Así pues, ahora que el género dramático se ha empobrecido en el cine americano y parece reproducir los tópicos de trazo más grueso de la literatura de autoayuda, un film como Ad Astra supone un logro nada menor en cuanto a sutileza y sensibilidad, por mucho que sus escenas finales —que no desvelaremos, pierda cuidado el lector— parezcan adquirir un tono más convencional en ese sentido. La película de Gray es, además, de belleza singular, tanto por su elegante estilo visual —la planificación transmite eficazmente una íntima melancolía análoga a la del protagonista, preponderan los primeros planos de fuerte expresividad en lugar de esas panorámicas banales de escenarios futuristas tan típicas en la ciencia ficción, y permítaseme destacar el trabajo de Hoyte Van Hoytema, director de fotografía, que aúna belleza y verismo al crear las atmósferas lumínicas del espacio exterior, la Luna o Marte— como por su encomiable sentido del ritmo: un film de tono tan grave como este no da la sensación de tener un ritmo trepidante y, sin embargo, sí lo tiene, pues narra las peripecias del astronauta Roy McBride con un pulso narrativo impecable, y las escenas de acción casan con rara naturalidad con los momentos de introspección del astronauta.

En Ad Astra, conviven con armonía acentos más cercanos al cine de ciencia ficción americano de —paradójica— vocación hiperrealista a lo Stanley Kubrick con tonos procedentes de esa otra ciencia ficción, más ligada al cine de autor europeo, que pone el acento en otros valores. Concretamente, una de las secuencias más fascinantes para este cronista es aquella en la que el protagonista, aislado en una cámara insonorizada, graba un mensaje de voz para su padre mientras observa a través de un vidrio a tres circunspectos técnicos que dirigen la operación: cómo no pensar en las entrevistas de Eddie Constantine con una especie de ventilador parlante manipulado por detrás por técnicos en bata blanca en Lemmy contra Alphaville (Alphaville, une étrange aventure de Lemmy Caution, 1965), de Jean-Luc Godard. Y ciertos interiores desolados, recortados por la silueta de Brad Pitt, nos recuerdan inevitablemente a otro referente mucho más cercano: las imágenes análogas de Robert Pattinson en High Life (2018), de Claire Denis, un film que, aun siendo muy diferente al de Gray, nos conduce también a la negritud del universo para explorar en realidad las profundidades del alma humana.

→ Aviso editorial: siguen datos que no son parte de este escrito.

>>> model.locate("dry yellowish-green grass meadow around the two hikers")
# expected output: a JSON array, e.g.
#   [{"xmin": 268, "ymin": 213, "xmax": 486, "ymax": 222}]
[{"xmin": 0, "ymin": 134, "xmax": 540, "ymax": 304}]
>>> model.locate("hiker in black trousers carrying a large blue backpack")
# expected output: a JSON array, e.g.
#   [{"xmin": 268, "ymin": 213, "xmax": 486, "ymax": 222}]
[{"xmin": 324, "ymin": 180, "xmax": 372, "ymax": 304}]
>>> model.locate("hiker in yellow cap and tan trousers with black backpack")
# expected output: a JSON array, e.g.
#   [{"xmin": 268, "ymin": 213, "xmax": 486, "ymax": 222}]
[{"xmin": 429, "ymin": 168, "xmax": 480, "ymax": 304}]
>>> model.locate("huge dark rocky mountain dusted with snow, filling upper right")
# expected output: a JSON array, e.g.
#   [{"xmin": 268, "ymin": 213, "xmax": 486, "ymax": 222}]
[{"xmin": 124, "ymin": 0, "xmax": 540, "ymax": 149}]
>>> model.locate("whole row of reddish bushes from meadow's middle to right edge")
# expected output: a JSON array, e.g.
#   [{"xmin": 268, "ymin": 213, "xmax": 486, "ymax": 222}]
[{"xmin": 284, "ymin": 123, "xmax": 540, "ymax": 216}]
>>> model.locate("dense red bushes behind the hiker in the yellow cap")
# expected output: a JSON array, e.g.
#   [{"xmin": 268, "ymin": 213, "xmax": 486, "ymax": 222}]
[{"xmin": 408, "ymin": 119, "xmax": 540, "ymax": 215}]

Finalmente, como ocurre siempre en el mejor cine americano, por las rendijas del relato parecen colarse síntomas de un sentir colectivo, de un callado malestar. No parece un detalle azaroso que Ad Astra incida tanto en la cuestión de la salud mental: a la enajenación del astronauta extraviado Clifford McBride, se suma la constante fiscalización del estado psicológico a la que es sometido su hijo Roy y, por lo que podemos deducir, todos los viajeros espaciales en ese futuro imaginario. No recuerdo cuándo fue que oí al filósofo Sebastià Serrano pronosticar, en una conferencia, que la inabarcable abundancia de información a la que nos veremos sometidos en un futuro marcado por el desarrollo tecnológico hará particularmente necesario ocuparse de la salud mental de los individuos. Lo saco a colación porque pienso que, efectivamente, la inmensidad de Internet y las redes sociales, un profundísimo universo inmaterial creado por los humanos, ha transformado ya nuestra forma de cognición y nuestra idea de la realidad y de nosotros mismos. Y la paranoia incurable de la sociedad americana —la película, por cierto, arranca con imágenes de cuerpos cayendo al vacío que evocan irremediablemente a las del 11 de septiembre de 2001— no parece encontrar sosiego sino más bien un catalizador en el abismo digital. Ad Astra nos recuerda que, cuando el cine estadounidense pone en escena grandes amenazas contra toda la humanidad, nos está hablando en realidad de una angustia muy castiza. Y ese retrato del abatimiento y la zozobra vital del cine de Gray en conjunto nos invita a reflexionar que, en toda la gran narrativa escrita y filmada, la expresión de lo local y de lo universal van, en el fondo, de la mano.

© Lucas Santos, septiembre de 2019

(1) DE RIQUER, Martín; VALVERDE, José María: Historia de la literatura universal. 2. Del Barroco hasta nuestros días. Barcelona (Gredos), 2018. Pág. 518.